In Waste Plant Woes, Enough Electricity To Power 27,000 Homes Was Lost

For close to four decades, the Resource Recovery Facility (RRF) in Doral has processed some 685,000 tons of Miami-Dade County waste a year, waste that would otherwise end up in landfills.

Today its sole use is shredding tires. That’s because the plant was knocked offline by a fire that began Feb. 12 and burned on and on.

The waste-to-energy facility prior to the fire produced 77 megawatts of electricity, 24 hours a day, seven days a week. Megawatts are used to measure the output of a power plant, or the amount of electricity required by an entire city. One megawatt equals 1,000 kilowatts, which is 1 million watts.

If you’re struggling with the math, 77 megawatts is enough to power 27,000 homes for an entire year. That’s like taking almost 150,000 gasoline-powered cars off the road, also for an entire year. The plant also recycled some 21,500 tons of metal a year, enough to build 15,000 cars.

The RRF is operated by Covanta, a New Jersey-based waste management company that manages the Doral facility at 6990 NW 97th Ave. The plant was certified in 1978 and began processing Miami-Dade County waste in 1985.

“While the county continues to assess the viability of bringing the RRF back online in a limited capacity, we have not submitted any permit applications to date in this regard,” Frank Calderon, communications manager for the Miami-Dade County Department of Solid Waste Management (DSWM), told Miami Today.

“The county is currently working with Covanta to assess the viability of bringing the RRF back online, possibly in a limited capacity, until a replacement facility’s location, composition, and design is completed and the facility is constructed,” Mayor Daniella Levine Cava reported to the county commission.

Waste is now being diverted to the North Dade Landfill, a Class III facility, and South Dade Landfill (SDL), a Class 1 facility. A Class I landfill receives general, non-hazardous household, commercial, industrial, and agricultural wastes. A Class III landfill receives yard trash, construction and demolition debris, waste tires, asbestos, carpet, cardboard, paper, glass, plastic, and non-appliance furniture. But even without the Doral fire, the north facility was scheduled to reach capacity by 2026, and the south by 2030.

When operating at 100%, Mr. Calderon told Miami Today, the plant had over 200 employees. Today, he says, 76 workers remain to manage the plant, almost two-thirds fewer. Mr. Calderon said the county held a special job fair for the extraneous Covanta employees to help connect them with job opportunities in other county departments. Those not finding other work with the county left Covanta, were offered severance packages or were laid off.

“The RRF was the centerpiece of the county’s solid waste disposal system,” Mayor Levine Cava said in her report prior to the fire.

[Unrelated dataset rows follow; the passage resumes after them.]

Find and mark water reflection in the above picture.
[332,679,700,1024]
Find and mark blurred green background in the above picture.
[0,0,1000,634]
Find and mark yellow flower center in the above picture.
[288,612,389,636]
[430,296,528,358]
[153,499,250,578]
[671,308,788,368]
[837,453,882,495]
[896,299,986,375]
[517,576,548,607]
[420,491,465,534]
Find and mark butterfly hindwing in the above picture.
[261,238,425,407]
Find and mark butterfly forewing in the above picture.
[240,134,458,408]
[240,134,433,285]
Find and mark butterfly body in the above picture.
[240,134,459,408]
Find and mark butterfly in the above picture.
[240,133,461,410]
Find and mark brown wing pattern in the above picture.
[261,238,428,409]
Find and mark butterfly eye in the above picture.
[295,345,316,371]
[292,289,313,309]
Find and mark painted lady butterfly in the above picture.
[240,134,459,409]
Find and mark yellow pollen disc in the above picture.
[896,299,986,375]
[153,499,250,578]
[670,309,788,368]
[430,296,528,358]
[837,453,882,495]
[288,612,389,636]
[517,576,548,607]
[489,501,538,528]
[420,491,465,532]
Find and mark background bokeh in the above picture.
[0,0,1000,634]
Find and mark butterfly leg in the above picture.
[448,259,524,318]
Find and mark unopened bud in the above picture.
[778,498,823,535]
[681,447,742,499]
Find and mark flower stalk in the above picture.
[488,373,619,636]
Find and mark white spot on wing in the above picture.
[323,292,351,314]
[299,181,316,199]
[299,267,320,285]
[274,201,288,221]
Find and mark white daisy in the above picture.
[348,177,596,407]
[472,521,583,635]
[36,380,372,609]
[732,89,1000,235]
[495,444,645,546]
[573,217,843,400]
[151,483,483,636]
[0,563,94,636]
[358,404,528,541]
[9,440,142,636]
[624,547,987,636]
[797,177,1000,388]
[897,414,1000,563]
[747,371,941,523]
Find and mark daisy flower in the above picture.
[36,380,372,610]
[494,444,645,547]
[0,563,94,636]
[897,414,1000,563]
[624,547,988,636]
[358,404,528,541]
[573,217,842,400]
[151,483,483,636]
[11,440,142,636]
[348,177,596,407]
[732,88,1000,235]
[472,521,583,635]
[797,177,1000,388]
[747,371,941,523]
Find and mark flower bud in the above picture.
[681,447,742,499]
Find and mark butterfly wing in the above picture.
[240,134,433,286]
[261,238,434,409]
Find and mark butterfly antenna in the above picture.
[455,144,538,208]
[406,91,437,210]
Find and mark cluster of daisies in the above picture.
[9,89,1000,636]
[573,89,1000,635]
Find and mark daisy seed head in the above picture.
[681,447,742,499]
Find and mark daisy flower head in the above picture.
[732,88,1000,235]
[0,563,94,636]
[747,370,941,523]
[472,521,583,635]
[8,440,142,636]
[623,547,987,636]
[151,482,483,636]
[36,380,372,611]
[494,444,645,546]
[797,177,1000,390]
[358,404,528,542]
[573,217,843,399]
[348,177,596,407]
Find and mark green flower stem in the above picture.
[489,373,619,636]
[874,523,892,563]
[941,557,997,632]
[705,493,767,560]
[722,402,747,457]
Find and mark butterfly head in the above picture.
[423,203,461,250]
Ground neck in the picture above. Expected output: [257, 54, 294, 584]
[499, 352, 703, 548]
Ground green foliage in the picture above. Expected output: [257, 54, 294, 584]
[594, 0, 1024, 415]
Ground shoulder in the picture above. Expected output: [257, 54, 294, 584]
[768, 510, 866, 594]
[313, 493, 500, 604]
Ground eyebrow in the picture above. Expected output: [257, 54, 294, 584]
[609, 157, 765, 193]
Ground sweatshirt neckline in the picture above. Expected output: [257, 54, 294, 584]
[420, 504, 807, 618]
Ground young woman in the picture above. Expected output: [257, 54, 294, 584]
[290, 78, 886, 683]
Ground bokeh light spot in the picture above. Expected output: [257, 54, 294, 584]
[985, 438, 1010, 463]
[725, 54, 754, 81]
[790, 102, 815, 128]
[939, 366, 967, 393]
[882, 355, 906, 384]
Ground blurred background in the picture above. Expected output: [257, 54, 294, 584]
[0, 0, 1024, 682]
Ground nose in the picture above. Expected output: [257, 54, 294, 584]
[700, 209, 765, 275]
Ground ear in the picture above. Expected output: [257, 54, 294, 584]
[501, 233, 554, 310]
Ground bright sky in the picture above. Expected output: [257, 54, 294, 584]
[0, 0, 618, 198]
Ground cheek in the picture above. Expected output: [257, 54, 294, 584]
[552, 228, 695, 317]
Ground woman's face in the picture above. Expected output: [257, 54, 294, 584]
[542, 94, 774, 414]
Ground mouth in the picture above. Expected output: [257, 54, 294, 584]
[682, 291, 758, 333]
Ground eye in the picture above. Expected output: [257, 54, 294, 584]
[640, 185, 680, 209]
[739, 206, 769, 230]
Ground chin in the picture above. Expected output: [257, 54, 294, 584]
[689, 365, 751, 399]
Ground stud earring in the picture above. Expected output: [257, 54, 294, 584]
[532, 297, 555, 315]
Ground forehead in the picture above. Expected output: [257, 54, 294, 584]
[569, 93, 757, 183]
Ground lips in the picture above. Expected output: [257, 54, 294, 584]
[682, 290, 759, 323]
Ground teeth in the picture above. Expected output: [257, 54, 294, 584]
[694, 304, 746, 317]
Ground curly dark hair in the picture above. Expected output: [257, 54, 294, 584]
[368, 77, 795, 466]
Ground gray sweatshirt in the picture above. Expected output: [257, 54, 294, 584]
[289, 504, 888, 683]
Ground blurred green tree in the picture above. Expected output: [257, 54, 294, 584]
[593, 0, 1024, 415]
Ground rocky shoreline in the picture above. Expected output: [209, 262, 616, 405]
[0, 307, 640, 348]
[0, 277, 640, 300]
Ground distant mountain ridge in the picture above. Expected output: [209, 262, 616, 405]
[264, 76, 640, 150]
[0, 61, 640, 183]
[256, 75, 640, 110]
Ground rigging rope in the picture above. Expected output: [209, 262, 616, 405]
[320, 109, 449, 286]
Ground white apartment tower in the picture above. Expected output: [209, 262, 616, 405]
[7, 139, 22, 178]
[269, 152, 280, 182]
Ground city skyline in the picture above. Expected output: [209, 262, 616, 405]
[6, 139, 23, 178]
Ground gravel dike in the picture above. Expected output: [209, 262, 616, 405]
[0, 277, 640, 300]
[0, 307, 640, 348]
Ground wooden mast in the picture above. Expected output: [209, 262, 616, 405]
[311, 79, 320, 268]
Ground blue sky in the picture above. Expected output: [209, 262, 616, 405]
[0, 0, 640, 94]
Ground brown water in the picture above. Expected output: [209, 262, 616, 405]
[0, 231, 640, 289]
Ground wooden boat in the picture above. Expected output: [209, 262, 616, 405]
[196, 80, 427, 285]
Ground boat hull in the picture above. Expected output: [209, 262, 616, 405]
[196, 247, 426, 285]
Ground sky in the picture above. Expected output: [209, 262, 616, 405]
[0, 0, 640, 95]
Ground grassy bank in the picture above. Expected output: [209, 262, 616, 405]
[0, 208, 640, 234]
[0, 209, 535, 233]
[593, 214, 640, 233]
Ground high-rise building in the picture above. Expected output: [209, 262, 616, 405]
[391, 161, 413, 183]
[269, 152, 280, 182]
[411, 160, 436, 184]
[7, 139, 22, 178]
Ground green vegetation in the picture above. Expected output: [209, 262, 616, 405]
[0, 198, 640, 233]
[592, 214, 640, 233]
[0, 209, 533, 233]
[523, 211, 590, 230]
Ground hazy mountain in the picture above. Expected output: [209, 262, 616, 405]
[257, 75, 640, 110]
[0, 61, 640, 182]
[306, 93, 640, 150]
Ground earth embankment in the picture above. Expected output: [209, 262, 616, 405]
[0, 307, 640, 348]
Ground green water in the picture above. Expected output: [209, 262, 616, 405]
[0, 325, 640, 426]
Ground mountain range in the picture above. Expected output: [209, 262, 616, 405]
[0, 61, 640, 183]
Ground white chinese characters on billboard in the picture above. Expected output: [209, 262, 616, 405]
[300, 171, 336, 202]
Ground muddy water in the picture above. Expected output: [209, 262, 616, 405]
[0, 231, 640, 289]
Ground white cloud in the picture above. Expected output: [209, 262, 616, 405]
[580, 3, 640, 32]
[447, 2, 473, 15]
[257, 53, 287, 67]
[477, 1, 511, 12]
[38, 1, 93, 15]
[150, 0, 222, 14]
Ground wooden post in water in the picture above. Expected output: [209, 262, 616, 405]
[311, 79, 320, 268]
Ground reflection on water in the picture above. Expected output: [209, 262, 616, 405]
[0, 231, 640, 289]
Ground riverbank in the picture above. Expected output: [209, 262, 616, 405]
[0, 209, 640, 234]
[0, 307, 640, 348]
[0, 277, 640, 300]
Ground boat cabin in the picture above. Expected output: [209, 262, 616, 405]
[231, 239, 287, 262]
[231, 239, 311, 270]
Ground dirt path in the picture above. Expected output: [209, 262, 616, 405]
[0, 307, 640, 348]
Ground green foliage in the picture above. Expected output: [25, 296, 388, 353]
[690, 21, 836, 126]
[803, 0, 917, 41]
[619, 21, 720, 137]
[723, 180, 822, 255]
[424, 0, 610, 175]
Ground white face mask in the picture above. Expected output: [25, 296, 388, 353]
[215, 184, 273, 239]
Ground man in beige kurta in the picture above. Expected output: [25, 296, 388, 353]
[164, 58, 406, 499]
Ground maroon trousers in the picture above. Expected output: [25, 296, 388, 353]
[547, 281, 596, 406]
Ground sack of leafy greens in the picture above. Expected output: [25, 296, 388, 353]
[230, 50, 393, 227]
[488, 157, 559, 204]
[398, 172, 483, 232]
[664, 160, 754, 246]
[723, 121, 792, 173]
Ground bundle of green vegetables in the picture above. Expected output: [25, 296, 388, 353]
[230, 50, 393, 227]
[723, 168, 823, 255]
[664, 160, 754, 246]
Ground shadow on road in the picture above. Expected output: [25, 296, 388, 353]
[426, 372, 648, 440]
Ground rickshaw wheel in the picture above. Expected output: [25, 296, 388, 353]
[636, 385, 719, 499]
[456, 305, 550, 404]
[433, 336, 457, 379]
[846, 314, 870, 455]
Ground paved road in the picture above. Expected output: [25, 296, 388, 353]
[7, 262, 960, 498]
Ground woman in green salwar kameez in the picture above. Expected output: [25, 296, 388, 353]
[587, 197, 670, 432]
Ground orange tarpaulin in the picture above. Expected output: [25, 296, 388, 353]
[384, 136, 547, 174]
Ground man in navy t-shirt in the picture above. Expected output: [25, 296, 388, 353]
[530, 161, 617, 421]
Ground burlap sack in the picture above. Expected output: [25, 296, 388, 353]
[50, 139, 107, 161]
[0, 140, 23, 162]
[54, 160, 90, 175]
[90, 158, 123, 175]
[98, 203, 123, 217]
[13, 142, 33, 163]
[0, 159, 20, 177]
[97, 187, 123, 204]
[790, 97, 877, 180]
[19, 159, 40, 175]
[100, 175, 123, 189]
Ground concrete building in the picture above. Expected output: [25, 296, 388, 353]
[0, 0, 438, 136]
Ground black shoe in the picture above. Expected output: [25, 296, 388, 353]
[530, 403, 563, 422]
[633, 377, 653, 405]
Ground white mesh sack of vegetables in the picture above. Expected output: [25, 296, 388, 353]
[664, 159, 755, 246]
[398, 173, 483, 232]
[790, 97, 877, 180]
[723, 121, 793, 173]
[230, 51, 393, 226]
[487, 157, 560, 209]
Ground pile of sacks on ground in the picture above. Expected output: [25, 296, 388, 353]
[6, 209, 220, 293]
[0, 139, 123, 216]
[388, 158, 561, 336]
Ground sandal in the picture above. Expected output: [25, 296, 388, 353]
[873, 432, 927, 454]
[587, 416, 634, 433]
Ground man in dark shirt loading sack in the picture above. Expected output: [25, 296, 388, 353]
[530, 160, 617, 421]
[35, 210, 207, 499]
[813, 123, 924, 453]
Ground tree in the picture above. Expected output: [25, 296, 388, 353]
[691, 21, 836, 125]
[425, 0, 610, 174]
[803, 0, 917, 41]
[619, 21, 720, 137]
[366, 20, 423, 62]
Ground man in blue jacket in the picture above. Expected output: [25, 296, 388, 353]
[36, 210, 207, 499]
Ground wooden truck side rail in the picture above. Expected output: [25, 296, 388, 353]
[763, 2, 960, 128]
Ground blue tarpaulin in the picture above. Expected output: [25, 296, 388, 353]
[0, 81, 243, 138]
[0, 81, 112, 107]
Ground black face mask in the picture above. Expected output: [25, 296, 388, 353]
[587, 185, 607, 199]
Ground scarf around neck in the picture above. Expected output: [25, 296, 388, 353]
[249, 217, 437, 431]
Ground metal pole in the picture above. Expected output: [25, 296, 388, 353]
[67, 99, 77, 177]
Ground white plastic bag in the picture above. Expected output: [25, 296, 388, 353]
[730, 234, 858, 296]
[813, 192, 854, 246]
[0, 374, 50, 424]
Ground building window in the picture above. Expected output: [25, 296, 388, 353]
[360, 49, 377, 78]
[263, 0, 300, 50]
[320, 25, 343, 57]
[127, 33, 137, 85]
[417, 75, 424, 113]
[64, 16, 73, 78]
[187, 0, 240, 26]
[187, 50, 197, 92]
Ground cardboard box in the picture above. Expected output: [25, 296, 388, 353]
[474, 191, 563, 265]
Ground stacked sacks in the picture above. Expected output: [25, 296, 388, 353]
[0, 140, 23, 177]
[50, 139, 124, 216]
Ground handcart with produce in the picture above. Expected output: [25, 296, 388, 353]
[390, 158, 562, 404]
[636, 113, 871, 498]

 “The facility has two distinct operations. One for garbage, which consists of mixed materials including putrescible waste, and one for trash, which consists of yard waste and woody materials,” the mayor reported:

Putrescible waste is waste that decays.

County commissioners approved an amendment and extension to Covanta’s contract in October 2022, requiring the county to deliver 972,000 annual waste tons for processing, both garbage and trash.

The fire that occurred in February originated inside the G gallery on or near the end of the G1 Conveyor, Miami Today reported earlier, and spread to other areas of the resources recovery plant before it was extinguished.

“Days after the fire, portions of the Garbage Processing Building had to be demolished so Miami-Dade Fire Rescue could access the burning garbage inside. The trash processing building, however, escaped the brunt of the damage,” the mayor’s report said.

“My department did not incur any extra costs from the fire because the funds appropriated in the current budget year … have been reallocated to cover the current cost of moving the waste to various facilities,” Mr. Calderon said.